21 Nisan 2011

mushaboom'da iki çakal birden ;)


Bir zamanlar haftanın neredeyse her gecesi sokaklarda sürten bir ekiple son zamanlarda haftada bir kadar bir sıklıkla evde toplanıyoruz. Moodumuza göre sadece komik videolar izleyip sohbet ediyoruz,  monopoly (sevgililerin ve yakın arkadaşların birbirinden kira istemesi çok komik olabiliyor) tabu (anlatamayana bir shot, tabu kelimeyi söyleyene iki shot yapma cezası vererek oynamanızı şiddetle tavsiye ederim) gibi oyunlar oynuyoruz, pokere sarıyoruz veya projeksiyonda film keyfi yapıyoruz ve gerçekten keyifli vakit geçiriyoruz.

Bugün aynı ekip arasında facebook'ta dönen bir etkinlik mesajından sonra sevgili Sino'nun yaptığı muhteşem gözlemi paylaşmadan da duramayacağım:

klasikleşmiş bir diyalogtan örnektir;
sezo :hadi gidelim der
murat :hanım bilir der
bender :varım der
özge :çalışmıyosa varım der
gizem :geliyorum der gelmez yada yarına erteliyelim der
sinem :ufff bilemiyorum yaaa der erken kaçsada gelir bi gözükür
tansu :çok istiyorum yaaaa der ama gelmez
barış :gelirim der gelir
sinan :bakalım filan der işi yoksa gelir iidir hoştur filan

Geride kalan haftasonunda da Maroon5 konserinde zıplayıp, yeni sezonda açılıp hepimizi çok eğlendirecek muhteşem ses sistemi olan S14'te kendi aramızda bir türkçe pop parti yaparak bütün kurtlarımızı döktükten sonra pazar gecesi DVD'lerimizi, biralarımızı ve aburcuburlarımızı alıp eve kapandık.

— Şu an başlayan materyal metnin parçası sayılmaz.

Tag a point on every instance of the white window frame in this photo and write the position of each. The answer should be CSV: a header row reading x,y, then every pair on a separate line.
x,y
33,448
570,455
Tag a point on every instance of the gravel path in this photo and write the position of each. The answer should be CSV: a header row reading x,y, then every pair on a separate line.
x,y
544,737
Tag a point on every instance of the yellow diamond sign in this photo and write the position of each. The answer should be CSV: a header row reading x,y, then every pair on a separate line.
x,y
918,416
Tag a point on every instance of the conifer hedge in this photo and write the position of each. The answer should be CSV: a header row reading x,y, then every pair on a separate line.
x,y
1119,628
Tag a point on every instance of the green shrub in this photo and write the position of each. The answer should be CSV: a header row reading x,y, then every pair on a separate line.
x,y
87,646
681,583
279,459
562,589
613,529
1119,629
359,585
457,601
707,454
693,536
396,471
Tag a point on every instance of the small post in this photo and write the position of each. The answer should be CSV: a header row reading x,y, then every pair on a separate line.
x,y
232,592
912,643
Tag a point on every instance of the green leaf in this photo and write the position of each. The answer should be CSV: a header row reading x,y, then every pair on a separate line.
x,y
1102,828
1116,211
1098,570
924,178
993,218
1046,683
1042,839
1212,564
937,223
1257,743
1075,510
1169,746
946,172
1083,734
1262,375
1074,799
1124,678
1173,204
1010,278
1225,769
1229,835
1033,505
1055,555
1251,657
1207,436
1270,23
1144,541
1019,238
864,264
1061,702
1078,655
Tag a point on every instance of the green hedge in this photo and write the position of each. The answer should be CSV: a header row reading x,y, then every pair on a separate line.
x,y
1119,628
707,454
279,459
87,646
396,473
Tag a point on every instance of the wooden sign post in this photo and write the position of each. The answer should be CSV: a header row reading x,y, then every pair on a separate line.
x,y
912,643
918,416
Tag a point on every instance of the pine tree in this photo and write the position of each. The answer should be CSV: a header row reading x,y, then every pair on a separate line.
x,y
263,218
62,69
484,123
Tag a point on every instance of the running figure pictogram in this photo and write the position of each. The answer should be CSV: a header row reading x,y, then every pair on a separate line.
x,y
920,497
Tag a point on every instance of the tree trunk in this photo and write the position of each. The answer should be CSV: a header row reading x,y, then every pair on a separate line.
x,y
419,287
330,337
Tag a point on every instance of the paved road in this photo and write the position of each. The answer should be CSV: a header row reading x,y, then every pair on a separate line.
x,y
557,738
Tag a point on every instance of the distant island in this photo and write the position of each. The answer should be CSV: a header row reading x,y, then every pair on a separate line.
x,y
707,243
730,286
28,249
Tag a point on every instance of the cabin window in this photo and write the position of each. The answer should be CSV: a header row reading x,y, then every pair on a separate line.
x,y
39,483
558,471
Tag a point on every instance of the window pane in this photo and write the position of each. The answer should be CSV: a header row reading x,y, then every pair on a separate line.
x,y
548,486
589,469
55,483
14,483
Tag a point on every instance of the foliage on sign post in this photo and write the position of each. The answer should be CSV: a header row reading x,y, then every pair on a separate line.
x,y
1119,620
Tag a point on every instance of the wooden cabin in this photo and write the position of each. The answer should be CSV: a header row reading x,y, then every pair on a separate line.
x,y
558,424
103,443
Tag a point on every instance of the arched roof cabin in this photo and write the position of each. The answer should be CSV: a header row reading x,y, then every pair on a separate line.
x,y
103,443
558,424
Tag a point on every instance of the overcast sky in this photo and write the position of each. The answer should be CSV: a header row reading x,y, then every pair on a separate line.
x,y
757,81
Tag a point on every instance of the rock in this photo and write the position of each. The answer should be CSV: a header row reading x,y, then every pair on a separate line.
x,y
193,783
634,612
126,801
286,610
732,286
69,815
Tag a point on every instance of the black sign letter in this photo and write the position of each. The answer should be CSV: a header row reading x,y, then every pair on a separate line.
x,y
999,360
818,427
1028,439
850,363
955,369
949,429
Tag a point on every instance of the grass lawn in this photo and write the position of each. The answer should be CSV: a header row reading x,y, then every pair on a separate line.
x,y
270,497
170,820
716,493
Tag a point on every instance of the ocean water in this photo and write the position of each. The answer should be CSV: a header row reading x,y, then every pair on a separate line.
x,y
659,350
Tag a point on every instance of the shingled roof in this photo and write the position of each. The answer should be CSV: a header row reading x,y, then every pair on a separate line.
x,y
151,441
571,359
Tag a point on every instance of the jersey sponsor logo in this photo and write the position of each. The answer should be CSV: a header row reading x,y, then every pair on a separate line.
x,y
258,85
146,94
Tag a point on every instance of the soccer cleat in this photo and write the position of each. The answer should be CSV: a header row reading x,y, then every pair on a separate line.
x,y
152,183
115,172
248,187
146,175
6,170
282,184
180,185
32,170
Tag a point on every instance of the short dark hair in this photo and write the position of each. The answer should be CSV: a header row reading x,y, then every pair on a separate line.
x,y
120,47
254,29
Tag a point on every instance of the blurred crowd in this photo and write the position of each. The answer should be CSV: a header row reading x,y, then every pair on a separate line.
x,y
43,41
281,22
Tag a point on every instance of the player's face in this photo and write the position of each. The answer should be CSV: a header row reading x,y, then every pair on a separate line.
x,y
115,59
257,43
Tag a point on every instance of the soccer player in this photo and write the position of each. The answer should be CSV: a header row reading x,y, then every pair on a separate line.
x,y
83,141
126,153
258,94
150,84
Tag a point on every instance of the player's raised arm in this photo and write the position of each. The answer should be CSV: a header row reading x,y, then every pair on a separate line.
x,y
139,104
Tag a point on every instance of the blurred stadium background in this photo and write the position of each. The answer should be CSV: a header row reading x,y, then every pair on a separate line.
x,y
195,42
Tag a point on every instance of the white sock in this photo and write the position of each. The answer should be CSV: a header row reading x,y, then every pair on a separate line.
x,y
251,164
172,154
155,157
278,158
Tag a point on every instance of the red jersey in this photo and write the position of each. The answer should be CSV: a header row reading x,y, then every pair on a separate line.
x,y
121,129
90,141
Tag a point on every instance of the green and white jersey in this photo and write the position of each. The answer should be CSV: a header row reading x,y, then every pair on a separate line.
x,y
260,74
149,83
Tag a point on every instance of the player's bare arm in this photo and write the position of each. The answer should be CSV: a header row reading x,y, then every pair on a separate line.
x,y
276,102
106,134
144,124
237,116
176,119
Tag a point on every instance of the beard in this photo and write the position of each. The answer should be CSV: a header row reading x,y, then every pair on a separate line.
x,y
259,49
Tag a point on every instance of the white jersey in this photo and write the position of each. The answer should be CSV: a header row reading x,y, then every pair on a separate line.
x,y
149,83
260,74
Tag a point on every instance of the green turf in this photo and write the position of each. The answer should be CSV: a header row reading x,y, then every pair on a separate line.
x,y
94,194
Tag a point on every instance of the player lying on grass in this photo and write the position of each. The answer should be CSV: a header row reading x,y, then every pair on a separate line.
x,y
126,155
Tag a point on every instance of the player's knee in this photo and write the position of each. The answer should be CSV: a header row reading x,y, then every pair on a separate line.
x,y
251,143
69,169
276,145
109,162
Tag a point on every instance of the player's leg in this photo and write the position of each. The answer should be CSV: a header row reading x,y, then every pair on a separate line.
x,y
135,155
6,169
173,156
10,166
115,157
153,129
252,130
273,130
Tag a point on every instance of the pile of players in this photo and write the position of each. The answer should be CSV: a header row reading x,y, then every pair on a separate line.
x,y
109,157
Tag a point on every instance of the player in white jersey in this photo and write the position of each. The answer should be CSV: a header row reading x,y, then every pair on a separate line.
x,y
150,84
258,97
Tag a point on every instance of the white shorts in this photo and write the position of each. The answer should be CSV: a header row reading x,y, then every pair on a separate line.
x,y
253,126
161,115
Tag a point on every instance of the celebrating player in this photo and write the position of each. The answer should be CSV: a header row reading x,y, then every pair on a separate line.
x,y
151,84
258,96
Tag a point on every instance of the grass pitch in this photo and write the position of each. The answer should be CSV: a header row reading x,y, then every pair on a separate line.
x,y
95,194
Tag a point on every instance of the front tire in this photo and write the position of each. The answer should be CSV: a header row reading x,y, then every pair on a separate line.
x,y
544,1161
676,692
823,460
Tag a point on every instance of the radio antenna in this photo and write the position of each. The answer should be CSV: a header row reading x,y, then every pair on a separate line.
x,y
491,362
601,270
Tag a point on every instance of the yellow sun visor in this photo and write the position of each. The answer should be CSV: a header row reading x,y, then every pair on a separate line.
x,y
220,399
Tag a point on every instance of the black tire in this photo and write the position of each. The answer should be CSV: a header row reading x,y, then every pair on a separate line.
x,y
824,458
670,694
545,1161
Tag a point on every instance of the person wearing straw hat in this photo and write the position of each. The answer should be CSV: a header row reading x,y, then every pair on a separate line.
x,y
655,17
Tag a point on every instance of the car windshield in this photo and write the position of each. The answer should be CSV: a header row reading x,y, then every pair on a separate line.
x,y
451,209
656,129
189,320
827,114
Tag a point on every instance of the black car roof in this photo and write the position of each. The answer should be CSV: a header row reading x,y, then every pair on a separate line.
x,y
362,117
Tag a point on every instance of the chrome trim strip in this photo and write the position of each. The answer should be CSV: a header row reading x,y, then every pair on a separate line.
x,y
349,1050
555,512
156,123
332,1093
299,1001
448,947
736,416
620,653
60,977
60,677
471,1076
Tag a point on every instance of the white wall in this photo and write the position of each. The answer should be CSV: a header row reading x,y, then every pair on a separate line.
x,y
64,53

İzlediğimiz filmlerden ilki "Çakallarla Dans" oldu. Tam haftasonu kapanışına uygun bir filmdi. Temposu hızlı, kendisi komik, kafa yormadan eğlendiren bu filmi keyifle kikirdeyerek izledik. Film bitti, "Baldırlarına biraz merhem süreyim mi?" esprisi gecemize neşe katmaya devam etti. :) Hayatınızda iz bırakması için değil, ruh halinizi değiştirmesi için izlenecek filmlerden, aklınızın bir kenarında bulunsun.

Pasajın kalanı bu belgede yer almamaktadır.